Tuesday, September 30, 2014

Our Lives are Funny, Really...

Cool, irrelevant graphic. Something's gotta go here!
Dear Blogging Friends (and Blog Readers, too):

There are so many blogs out there, so many shapes and styles, varieties of length and frequency, covering so many diverse topics. People voice opinions, share recipes, talk about their families, post pictures and graphics, develop philosophical meditations, or just ramble.

Many bloggers are struggling to write stories — their own personal stories — even as those stories continue to unfold.

Some of us have an urgency to reflect upon our own lives, to put our experiences into words. And we also want to share our experiences; we have the sense that something is happening in our lives that might be interesting to others, or perhaps helpful, or even inspiring.

Some of us are hoping that the miracle of the Love that cares for us and carries us will shine through even when people realize that we are incoherent, that we hardly know who we are, that no matter how expert we may be with words we can't hide the fact that we are really children.

The beauty of blogging can be seen in the different ways that we try to tell our stories (and to read the stories of other people). I want to encourage my blogging friends (and myself) to keep telling those stories.

And we needn't be afraid to be candid and to let the messiness show. In an honest recollection we can express how things happen, and the sloppy and awkward drama of every day. We can show our strength and frailty, our determination and all the limitations, frustrations, and obstacles that confront us. We can express reality in the midst of this collage of problems and our response to them, whether it be courageous, patient, bad-tempered, angry, calm, persistent, foolish, or (most likely) some combination of these.

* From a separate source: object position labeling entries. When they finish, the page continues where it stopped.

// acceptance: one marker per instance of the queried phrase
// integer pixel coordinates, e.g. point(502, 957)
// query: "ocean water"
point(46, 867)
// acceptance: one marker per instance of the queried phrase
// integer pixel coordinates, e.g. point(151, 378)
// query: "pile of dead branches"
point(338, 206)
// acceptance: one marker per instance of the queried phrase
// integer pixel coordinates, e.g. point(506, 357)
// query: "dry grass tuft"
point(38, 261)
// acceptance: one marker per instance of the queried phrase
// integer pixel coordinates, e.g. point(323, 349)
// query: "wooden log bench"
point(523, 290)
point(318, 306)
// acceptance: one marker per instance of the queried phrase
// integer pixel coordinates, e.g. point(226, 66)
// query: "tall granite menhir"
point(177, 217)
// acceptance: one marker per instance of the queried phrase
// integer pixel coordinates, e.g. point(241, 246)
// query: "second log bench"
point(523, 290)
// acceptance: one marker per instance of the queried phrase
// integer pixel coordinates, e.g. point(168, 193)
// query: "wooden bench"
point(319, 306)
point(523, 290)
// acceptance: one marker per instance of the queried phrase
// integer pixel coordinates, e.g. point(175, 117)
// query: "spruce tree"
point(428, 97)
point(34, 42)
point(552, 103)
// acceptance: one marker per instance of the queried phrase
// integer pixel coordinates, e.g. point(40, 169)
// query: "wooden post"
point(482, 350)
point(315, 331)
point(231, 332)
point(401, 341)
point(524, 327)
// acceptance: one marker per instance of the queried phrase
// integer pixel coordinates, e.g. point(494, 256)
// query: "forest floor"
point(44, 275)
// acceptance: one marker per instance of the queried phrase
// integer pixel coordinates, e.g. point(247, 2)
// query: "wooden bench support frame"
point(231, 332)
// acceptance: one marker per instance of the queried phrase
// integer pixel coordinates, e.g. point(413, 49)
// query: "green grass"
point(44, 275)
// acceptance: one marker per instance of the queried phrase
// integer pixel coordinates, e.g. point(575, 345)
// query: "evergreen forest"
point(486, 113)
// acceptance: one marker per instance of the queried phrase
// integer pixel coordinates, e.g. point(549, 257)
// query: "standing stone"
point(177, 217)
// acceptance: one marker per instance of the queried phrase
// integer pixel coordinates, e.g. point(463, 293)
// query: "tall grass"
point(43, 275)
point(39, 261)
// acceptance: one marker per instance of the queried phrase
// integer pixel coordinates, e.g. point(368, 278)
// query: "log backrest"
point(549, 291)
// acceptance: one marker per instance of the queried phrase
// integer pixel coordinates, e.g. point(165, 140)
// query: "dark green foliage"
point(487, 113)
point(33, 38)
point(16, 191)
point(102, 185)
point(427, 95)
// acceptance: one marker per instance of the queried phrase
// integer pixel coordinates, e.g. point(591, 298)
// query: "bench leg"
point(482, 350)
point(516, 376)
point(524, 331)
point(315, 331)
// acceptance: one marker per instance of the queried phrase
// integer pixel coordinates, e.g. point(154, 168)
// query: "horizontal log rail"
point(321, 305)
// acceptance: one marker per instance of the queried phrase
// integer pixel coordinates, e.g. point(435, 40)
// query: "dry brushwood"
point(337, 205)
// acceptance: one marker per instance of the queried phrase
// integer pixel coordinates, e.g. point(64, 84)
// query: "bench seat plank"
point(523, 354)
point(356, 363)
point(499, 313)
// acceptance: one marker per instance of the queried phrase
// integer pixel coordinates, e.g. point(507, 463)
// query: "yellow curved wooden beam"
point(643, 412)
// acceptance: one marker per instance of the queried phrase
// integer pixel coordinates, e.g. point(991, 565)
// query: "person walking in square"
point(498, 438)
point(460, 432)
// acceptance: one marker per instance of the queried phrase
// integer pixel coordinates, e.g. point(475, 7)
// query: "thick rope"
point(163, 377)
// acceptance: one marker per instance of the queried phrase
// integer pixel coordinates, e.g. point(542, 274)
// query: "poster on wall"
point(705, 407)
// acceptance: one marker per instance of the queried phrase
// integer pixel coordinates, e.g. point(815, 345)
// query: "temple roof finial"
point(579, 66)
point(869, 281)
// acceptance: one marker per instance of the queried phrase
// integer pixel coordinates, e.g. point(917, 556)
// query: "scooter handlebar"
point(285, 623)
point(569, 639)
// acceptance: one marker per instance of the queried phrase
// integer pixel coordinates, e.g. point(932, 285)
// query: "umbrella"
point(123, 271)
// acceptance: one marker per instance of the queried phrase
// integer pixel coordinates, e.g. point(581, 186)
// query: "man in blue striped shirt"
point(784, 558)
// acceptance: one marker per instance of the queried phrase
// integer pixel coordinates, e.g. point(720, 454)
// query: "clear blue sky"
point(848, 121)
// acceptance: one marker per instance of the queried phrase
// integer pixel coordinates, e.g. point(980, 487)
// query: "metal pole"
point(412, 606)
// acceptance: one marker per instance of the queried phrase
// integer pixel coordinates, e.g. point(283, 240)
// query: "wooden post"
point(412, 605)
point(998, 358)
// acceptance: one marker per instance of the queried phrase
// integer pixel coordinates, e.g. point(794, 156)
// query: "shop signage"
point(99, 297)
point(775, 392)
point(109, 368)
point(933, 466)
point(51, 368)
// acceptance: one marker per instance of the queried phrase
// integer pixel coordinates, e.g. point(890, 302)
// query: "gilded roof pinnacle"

And we will discover, often spontaneously, some things that are quite funny.

Those moments of humor — miraculous humor that comes through like shafts of light, humor that we don’t need to make up because it’s just there in the circumstance itself or in the effort to convey it — that humor is a beautiful thing, a strong and hopeful thing. Of course, we can go through long periods where we don’t see it, even in retrospect, but that underlying hope is still there.

It certainly helps us to communicate these things in writing, working through these experiences by putting them into words, and sharing them with people who are on the other side reading — knowing that among those who read there are people who pray and who care about what we're going through.

I’m sure, also, that our writing touches people and brings strength, encouragement, and healing in ways that none of us know. We must keep writing from the heart and letting our humanity show, because that’s where God’s grace is working.